Double-H Boots
- Company type: Subsidiary
- Industry: Retail
- Founded: 1955; 71 years ago, in Richland, Pennsylvania
- Headquarters: Martinsburg, Pennsylvania, United States
- Products: Cowboy boots; Work footwear;
- Parent: Berkshire Hathaway
- Website: www.doublehboots.com

= Double-H Boots =

American footwear manufacturer

Double-H Boots manufactures western footwear. It is owned by H.H. Brown, a wholly owned subsidiary of Berkshire Hathaway.

==History==
Double-H Boots was founded in 1955 in Richland, Pennsylvania. The original factory location was an area shoe company that had other facilities in the Reading area and had no future needs for the plant in Richland. The H.H. Brown Shoe Company purchased the building, looking for a location to manufacture western footwear.

The Richland facility was named the Richland Shoe Co. and began producing cowboy boots and work footwear. Shortly after production, a competitor introduced a new style called a "harness boot." H.H. Brown introduced a similar product called a "snoot boot" and made it at Richland Shoe for a lower cost. For many years, it was almost the total production of the Richland plant. Richland shared sales personnel with the Carolina Shoe Company and for some time had a single sales manager. The western side at Richland continued to grow and a separate sales force and management was created.

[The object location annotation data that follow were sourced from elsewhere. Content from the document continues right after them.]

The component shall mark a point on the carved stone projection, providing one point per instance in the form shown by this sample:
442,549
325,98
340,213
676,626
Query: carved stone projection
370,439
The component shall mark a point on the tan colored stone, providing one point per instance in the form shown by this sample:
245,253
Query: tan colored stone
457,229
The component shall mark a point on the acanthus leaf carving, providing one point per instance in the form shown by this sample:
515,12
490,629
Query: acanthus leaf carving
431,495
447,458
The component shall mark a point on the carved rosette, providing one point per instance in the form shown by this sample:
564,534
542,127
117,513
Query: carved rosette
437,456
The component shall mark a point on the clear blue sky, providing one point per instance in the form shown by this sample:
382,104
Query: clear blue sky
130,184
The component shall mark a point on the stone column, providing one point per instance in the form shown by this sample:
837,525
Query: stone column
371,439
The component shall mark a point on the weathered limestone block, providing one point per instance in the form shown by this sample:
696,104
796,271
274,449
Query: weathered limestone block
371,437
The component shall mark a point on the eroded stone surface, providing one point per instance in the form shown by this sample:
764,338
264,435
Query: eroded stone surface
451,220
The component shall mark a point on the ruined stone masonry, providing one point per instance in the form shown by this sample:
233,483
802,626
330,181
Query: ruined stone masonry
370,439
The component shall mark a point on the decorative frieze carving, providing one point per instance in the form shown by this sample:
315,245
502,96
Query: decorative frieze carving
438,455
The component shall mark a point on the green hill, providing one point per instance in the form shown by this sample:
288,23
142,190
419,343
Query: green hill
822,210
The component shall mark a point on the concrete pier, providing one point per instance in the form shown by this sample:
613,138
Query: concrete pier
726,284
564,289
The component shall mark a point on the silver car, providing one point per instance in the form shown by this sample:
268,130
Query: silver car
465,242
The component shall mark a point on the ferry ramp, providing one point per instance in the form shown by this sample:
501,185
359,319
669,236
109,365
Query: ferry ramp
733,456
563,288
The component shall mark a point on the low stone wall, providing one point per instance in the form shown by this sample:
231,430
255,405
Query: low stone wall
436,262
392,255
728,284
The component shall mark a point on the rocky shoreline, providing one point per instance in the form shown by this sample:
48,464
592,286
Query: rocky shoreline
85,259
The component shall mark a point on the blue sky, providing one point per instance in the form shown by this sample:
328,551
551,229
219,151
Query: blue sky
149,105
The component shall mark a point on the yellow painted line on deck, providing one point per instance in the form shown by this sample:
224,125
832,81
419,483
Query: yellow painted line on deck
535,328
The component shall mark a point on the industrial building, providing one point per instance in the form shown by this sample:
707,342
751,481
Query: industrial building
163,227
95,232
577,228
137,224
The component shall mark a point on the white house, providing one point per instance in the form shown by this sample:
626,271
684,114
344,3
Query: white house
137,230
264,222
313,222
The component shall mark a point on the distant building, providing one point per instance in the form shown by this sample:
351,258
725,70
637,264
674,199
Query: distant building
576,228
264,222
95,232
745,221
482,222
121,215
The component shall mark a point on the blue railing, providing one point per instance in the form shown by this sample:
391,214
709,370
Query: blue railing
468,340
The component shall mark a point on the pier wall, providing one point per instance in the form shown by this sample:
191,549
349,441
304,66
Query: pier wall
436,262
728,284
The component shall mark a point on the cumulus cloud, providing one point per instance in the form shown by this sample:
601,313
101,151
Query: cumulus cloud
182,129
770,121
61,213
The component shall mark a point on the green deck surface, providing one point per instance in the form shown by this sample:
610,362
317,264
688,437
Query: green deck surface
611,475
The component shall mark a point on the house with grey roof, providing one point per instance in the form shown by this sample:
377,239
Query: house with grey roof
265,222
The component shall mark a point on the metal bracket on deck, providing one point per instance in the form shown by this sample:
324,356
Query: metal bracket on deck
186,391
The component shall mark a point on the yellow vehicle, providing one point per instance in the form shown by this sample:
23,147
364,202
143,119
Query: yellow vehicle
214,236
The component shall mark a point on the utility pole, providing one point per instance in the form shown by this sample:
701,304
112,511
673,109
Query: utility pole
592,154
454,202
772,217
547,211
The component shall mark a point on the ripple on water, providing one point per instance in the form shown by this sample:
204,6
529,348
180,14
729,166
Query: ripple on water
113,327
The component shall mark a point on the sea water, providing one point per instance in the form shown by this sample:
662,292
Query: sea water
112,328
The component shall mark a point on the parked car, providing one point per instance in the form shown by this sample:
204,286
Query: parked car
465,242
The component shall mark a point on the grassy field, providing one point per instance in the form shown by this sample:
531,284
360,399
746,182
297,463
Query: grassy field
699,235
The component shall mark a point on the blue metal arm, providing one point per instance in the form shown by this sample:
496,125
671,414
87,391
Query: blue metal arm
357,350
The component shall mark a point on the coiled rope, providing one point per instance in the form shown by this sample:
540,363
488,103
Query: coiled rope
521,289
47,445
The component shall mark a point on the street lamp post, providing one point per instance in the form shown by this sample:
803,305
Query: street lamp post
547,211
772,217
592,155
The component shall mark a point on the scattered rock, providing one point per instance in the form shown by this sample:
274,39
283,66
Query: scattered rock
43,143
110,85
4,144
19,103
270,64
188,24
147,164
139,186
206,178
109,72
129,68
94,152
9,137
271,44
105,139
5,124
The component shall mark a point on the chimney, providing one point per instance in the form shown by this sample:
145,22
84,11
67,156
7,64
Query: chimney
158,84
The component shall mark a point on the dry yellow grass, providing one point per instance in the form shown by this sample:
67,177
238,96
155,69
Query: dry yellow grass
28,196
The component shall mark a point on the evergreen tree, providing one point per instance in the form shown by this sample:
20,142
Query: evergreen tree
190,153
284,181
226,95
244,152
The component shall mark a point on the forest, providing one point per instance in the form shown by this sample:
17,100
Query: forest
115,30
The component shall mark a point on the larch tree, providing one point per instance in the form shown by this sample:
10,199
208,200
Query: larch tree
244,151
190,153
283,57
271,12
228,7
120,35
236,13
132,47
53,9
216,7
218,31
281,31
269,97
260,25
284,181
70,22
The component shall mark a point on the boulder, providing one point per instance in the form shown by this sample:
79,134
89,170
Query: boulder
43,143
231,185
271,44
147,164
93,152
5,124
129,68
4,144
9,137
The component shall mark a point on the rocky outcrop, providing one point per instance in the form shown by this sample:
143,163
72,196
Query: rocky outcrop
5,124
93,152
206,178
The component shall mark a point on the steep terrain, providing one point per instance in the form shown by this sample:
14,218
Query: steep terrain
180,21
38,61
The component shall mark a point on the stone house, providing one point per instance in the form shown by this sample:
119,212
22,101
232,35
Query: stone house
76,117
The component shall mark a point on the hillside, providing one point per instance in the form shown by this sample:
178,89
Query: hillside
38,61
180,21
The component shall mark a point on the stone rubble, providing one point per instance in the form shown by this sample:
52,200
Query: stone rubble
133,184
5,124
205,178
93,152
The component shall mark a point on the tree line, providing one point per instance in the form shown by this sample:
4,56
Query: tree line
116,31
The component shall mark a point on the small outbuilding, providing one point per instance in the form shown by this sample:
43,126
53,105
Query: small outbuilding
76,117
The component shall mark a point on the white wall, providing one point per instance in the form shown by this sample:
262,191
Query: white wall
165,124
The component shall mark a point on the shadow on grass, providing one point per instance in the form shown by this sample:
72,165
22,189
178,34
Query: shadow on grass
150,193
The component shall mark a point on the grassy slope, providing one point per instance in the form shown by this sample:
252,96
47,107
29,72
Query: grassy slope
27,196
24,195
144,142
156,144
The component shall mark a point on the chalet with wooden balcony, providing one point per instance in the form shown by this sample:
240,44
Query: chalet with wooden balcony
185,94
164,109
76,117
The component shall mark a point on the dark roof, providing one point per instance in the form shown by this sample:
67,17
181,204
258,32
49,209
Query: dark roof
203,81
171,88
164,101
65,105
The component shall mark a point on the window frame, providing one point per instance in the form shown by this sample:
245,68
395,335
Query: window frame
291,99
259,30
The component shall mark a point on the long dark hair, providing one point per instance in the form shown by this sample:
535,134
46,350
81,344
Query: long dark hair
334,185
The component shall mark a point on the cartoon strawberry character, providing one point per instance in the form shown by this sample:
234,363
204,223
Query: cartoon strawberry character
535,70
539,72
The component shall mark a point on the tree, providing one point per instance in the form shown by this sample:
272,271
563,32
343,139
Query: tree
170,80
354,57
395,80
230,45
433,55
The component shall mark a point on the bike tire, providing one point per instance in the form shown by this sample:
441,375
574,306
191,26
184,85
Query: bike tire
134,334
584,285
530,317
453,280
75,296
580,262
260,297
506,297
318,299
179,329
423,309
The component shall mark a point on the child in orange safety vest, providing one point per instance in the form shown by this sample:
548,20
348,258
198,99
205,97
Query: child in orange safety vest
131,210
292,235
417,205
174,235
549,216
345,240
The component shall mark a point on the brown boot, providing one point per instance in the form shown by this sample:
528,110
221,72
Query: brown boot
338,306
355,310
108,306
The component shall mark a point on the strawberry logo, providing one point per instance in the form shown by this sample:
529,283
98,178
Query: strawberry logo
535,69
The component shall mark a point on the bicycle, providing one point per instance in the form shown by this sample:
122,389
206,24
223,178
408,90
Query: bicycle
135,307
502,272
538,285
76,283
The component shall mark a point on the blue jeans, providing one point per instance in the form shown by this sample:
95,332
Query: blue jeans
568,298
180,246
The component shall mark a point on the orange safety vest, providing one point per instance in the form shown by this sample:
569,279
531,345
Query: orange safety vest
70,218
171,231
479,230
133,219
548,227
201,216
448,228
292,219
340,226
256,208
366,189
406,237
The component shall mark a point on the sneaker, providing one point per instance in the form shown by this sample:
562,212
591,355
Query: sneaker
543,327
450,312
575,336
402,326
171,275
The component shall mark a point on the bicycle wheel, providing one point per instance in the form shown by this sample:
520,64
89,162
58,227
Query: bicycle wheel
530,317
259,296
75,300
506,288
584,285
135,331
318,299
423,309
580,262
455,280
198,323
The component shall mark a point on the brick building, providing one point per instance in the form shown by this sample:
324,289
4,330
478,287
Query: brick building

By the 1970s, western boots had become the majority of boots produced. The Richland plant was the first in the United States to manufacture western boots with a safety toe, the first boots to pass the now standard Class 75 ANSI tests for safety footwear. When computerized fancy stitch machines hit the shoe market, the line expanded into the dress western boot business.
In 1981, it was necessary to expand again. A facility was located in Womelsdorf, Pennsylvania, that was large enough for manufacturing and warehouse space. In 1993, the name was changed to Double-H Boots to reflect the company heritage of H.H. Brown.

In 1991, Berkshire Hathaway acquired H.H. Brown.

In 1995, Double-H debuted the Sonora line of western inspired fashion footwear for women. Sonora is a seasonal fashion line with launches twice a year.

In 2001, Berkshire Hathaway merged Dexter shoes with H.H. Brown.

In the spring of 2002, Double-H Boots purchased the Acme Boot Company and rolled out a new line of men's, women's and children's boots under the Acme name.

Double H. Boot Co.'s plant in Womelsdorf closed its doors in June 2007, leaving 135 workers jobless. Production of the majority of the work and dress western style boots was then transferred to the company's larger production facility in Martinsburg, Blair County, Pennsylvania. The casual and fashion lines of Double-H are produced overseas.

Double-H had a business relationship with the Professional Bull Riders (PBR) that started in 1997 and lasted through 2008, sponsoring the organization and some of its bull riders. Double-H was also affiliated with national and local rodeo associations and events.